Delaware City Schools Superintendent Paul Craft gave a presentation to community members Wednesday about the upcoming permanent improvement levy renewal and a no-new-millage bond levy, both appearing on the May ballot. He reiterated there would be no tax increase if the issues pass.
In January, the Delaware City Schools Board of Education voted to place the issues on the ballot for Delaware voters this May, and Craft said Wednesday he has been doing presentations in the city since then to explain the issues.
The first item on the ballot is a permanent improvement levy, which deals specifically with things like school buses, building maintenance, technology infrastructure and textbooks, Craft said. It was originally passed in 1989 and has been renewed or replaced five times in the last 30 years to account for inflation.
“(The levy) allows us to keep doing what we’re doing,” Craft said. “And what we’re doing is using an 1889 building; we’re using a 1932 building; we’re using 1956, 1952, 1962. The average age of our buildings are as old as any place, and we don’t mind that because we want to stick with our neighborhood schools. We want to be embedded in the town. So many districts like ours have torn down those buildings and built some big complex on the edge of town, and they’ve lost that sense of what we have in the neighborhoods. We’re going to stick with that, but it takes some money to do this and that’s what this (permanent improvement levy) brings in.”
Craft said the second ballot item is a no-new-millage bond levy, which he explained will generate $36.5 million for the district to do additions and modifications to buildings in the district to account for growth without going to voters for additional funds.

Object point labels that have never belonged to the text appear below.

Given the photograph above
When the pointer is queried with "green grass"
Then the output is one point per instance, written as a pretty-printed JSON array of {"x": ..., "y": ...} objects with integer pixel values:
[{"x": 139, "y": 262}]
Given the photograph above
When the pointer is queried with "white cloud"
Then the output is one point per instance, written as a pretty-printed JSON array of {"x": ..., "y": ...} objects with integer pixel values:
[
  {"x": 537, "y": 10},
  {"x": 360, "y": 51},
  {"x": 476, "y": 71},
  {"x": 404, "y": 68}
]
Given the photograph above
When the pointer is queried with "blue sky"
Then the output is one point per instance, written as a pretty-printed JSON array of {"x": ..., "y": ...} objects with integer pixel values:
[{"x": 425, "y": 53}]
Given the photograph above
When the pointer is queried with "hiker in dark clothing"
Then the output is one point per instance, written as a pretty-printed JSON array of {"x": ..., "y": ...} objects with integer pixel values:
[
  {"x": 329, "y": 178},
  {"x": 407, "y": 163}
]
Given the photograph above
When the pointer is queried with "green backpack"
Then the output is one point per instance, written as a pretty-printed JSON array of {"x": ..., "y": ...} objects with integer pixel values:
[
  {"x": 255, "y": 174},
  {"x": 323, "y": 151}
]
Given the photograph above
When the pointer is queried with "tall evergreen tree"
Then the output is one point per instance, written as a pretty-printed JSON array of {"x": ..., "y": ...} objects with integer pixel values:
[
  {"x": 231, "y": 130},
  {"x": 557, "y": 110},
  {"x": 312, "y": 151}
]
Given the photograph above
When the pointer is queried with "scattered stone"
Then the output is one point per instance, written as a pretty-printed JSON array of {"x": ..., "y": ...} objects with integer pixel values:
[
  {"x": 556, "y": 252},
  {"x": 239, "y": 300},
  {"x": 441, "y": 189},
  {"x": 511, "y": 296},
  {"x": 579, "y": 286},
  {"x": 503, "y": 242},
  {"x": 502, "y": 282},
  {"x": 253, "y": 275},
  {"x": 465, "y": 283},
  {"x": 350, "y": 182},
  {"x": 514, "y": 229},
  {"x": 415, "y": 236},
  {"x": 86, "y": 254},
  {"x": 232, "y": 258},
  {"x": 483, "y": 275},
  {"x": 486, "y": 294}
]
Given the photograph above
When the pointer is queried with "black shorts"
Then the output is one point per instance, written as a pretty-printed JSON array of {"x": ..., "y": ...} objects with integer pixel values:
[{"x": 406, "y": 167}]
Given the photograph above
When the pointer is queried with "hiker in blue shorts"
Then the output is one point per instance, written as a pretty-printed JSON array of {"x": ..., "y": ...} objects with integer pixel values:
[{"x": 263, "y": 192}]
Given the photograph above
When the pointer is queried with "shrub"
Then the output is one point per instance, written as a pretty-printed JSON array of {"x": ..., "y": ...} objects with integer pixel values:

When the board approved the levy, Craft said the additions and improvements are still being planned and discussed, but they could include an addition to the front of Carlisle Elementary to create a more secure entrance; a small addition at Conger Elementary to account for future enrollments from developments like The Ravines at Olentangy or Terra Alta; a substantial improvement to the playground at Smith Elementary; an increase in preschool classrooms at Woodward Elementary School; renovation or replacement of the tech center at Dempsey Middle School; and renovations like finishes and cabinetry to the 2000 academic wing at Hayes High School, as well as an additional student seating area at the stadium.
Craft said the improvements and renovations will also include safety film and upgraded communications equipment. He added the district is aiming to ensure all the buildings have capacity for students through at least 2027.
While Craft said the district would like to go several more years without a tax increase, he added that depends on if the state legislature funds Delaware according to the state formula, or if it leaves the gain caps in place, which currently causes the district to lose out on millions of dollars in state funding. Craft said that the district has about 6,000 students, but it is funded as if it only had 4,000 students.
Several members of the community attended the event Wednesday and asked Craft specific questions about the issues, including what would happen if the issues fail in May.
“(If the issue and levy fail) I can’t speak for the board because all of those are board actions, but my recommendation would be that they be out in November,” Craft said. “There’s a reason why we are going out right now though, some things become more expensive for school construction with some new rules that come into place in the fall. So getting this money in place now makes this much more doable than if we wait until fall. This makes this as good a time as there is.”
The bond issue and tax levy will be on the May 7 ballot.